Created: January 24, 2021
Modified: February 25, 2022
Modified: February 25, 2022
generative questions
This page is from my personal notes, and has not been specifically reviewed for public consumption. It might be incomplete, wrong, outdated, or stupid. Caveat lector.- Small talk can be mindnumbing and pointless. I like the idea of 'big talk, not small talk'. But realistically small talk serves a social purpose. You can't really go deep with someone until you know who they are and what they're interested in. You're not going to walk up to someone at a party and open by asking them about their views on rule vs act utilitarianism (at least at the vast majority of parties).
- It's natural to ask people factual questions. "Where do you work?" "What kind of stuff do you do?" "What is that useful for?" "Where are you from?" And so on.
- There's a place for these, but they're usually not all that interesting to be asked or to answer.
- You have a better conversation and get to know a person better by asking people to describe who they want to be. Questions that generate ideas, plans, thoughts about the future.
- Examples:
- What can't you stop thinking about?
- What's something exciting you'd like to work on?
- What books do you want to read?
- or "What books have you read recently" also gets at their aspirational selves and is easier to discuss since they can describe the book.

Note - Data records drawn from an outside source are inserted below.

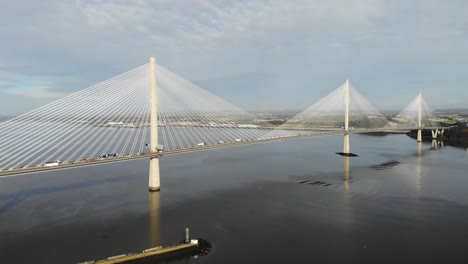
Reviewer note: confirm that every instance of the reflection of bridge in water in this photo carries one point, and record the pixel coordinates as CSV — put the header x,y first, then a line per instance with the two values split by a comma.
x,y
128,116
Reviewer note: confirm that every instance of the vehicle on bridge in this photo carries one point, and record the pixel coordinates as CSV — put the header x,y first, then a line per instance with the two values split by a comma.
x,y
52,163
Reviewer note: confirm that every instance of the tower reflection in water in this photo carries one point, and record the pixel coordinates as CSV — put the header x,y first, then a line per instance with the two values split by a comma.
x,y
154,218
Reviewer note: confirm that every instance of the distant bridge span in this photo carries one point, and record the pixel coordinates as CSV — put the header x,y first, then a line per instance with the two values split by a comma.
x,y
85,163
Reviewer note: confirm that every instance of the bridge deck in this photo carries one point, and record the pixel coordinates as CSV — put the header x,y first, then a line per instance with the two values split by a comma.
x,y
75,164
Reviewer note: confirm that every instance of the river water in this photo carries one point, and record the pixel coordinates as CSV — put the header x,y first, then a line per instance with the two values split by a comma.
x,y
292,201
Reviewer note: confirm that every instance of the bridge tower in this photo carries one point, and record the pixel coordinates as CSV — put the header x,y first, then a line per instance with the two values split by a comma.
x,y
419,139
346,149
154,181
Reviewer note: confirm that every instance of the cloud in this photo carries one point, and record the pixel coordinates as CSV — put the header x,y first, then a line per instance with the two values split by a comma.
x,y
306,48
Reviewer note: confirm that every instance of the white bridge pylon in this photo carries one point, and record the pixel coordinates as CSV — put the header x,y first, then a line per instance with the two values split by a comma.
x,y
343,109
112,119
416,115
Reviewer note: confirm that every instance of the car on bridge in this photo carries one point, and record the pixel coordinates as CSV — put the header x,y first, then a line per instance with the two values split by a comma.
x,y
52,163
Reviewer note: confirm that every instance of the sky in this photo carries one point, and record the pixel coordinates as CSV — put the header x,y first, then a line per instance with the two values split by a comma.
x,y
258,55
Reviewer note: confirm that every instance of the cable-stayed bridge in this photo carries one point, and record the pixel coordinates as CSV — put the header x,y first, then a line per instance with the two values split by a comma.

- These are a special case of the insight that the goal of talking to anyone is to help them think. communication is processing.
- Another example is to ask people to speculate:
- Who will win the game tonight?
- Who will run in the 2024 election?
- Which companies in (some market) will grow and which companies will shrink?
- Which of these is appropriate depends on the person and the context. But when used appropriately, asking for speculation is giving someone the gift of letting them engage in prediction as a model-building exercise.